Non-interventional study

Scope of the study

Drug utilisation
Effectiveness study (incl. comparative)
Non-interventional study

Non-interventional study design

Cohort
Study drug and medical condition

Anatomical Therapeutic Chemical (ATC) code

(L04AA32) apremilast
apremilast
(L04AB01) etanercept
etanercept
(L04AB04) adalimumab
adalimumab
(L04AB05) certolizumab pegol
certolizumab pegol
(L04AC05) ustekinumab
ustekinumab
(L04AC10) secukinumab
secukinumab
(L04AC12) brodalumab
brodalumab
(L04AC13) ixekizumab
ixekizumab
(L04AC16) guselkumab
guselkumab
(L04AC17) tildrakizumab
tildrakizumab

Medical condition to be studied

Psoriasis
Population studied

Age groups

  • Adult and elderly population (≥18 years)
    • Adults (18 to < 65 years)
      • Adults (18 to < 46 years)
      • Adults (46 to < 65 years)
    • Elderly (≥ 65 years)
      • Adults (65 to < 75 years)
      • Adults (75 to < 85 years)
      • Adults (85 years and over)

Estimated number of subjects

17000
Study design details

Main study objective

The main aim of this study is to investigate the persistence and adherence of drugs dispensed from community pharmacies for patients with moderate to severe psoriasis vulgaris.

Outcomes

The primary outcomes of this study are persistence, proportion of persistent patients, time to non-persistence, hazard ratios associated with non-persistence, adherence, proportion of adherent patients, non-adherence, and odds ratios associated with non-adherence.

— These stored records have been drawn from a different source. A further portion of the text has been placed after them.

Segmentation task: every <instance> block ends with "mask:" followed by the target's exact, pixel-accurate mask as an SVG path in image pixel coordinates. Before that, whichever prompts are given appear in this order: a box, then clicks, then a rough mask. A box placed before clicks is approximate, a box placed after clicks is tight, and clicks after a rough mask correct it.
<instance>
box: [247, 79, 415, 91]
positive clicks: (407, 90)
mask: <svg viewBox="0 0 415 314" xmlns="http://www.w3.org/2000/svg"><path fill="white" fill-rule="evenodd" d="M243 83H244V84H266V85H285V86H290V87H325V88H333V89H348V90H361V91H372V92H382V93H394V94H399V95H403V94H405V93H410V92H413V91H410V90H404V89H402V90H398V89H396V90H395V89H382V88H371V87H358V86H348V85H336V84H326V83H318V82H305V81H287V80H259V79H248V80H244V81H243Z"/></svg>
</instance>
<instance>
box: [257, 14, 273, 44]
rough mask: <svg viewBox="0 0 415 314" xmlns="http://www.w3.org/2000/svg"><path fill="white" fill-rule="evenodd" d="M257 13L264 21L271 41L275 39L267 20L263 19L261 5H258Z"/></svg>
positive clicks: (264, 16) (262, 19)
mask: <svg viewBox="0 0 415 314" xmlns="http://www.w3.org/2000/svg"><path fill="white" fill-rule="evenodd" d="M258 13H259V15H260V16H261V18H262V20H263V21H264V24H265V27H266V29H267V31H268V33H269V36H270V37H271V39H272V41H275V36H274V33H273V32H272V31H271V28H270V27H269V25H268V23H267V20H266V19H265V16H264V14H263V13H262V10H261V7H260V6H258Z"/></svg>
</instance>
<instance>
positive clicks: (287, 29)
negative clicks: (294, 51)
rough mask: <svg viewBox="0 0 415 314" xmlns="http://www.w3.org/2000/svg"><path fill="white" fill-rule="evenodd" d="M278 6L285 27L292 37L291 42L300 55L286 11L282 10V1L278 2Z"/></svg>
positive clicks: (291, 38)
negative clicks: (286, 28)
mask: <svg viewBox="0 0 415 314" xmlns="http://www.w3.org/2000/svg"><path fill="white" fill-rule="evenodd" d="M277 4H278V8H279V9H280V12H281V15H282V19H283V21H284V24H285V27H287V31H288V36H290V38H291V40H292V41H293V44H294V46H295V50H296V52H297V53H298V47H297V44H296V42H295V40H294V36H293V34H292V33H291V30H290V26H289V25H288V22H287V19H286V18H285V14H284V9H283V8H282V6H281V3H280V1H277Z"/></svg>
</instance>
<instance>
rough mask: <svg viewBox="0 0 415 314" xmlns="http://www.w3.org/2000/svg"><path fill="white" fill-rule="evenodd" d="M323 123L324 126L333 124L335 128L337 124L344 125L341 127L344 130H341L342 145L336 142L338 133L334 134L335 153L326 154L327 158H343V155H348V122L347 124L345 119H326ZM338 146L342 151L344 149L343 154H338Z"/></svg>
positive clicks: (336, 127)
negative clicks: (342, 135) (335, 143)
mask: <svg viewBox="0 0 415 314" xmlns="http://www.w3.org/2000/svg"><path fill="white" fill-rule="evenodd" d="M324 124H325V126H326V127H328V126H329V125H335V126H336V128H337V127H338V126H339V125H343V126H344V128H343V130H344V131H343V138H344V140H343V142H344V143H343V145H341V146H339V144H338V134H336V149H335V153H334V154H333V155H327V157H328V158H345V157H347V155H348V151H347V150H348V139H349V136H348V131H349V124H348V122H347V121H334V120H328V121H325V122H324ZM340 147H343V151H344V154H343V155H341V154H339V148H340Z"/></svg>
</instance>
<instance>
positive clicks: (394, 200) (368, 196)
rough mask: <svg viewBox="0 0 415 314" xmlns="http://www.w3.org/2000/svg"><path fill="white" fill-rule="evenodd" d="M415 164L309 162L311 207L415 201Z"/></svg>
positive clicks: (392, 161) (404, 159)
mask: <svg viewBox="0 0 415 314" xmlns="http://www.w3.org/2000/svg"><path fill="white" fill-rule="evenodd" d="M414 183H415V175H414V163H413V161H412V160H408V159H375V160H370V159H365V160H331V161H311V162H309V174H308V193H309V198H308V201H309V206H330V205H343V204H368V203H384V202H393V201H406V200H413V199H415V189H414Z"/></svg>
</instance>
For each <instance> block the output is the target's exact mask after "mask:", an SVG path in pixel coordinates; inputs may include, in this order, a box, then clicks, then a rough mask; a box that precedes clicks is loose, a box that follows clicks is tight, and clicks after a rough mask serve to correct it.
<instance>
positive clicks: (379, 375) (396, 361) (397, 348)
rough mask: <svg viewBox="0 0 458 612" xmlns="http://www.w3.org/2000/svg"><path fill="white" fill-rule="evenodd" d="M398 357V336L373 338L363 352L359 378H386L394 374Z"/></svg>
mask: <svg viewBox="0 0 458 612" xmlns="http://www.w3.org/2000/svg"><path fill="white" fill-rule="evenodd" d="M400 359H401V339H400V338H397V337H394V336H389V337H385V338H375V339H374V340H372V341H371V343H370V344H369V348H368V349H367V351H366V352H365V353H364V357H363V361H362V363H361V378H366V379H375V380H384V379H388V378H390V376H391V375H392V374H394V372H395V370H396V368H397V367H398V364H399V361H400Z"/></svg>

The secondary outcomes of this study are patient characteristics (e.g. sociodemographic data, comorbidities, resource utilization, and prior use of conventional systemic treatment for psoriasis vulgaris) for persons initiating treatment with each study drug, and treatment patterns, including treatment gaps, switching, and restart, during the study period.

Data analysis plan

All dispensations of the study drugs during the study period will be included in the analyses. Drug supply will be defined for each dispensation on the basis of number and contents of dispensed package(s) and the dosage instructions according to the summary of product characteristics for the particular drug. MPR, based on the drug supplies, will be used to measure drug adherence. Continuous exposure periods will be defined on the basis of drug supplies and by applying more detailed rules for times when drug exposure periods end. The continuous exposure periods will be used to define PDC by each drug, and to determine treatment persistence. The characteristics of patients initiating treatment with study drugs will be described. Adherence and persistence will be described and compared across study drugs using regression models. Rates of drug switches, restarts, treatment gaps and number and duration of treatment lines will be investigated. Various sensitivity analyses will be performed.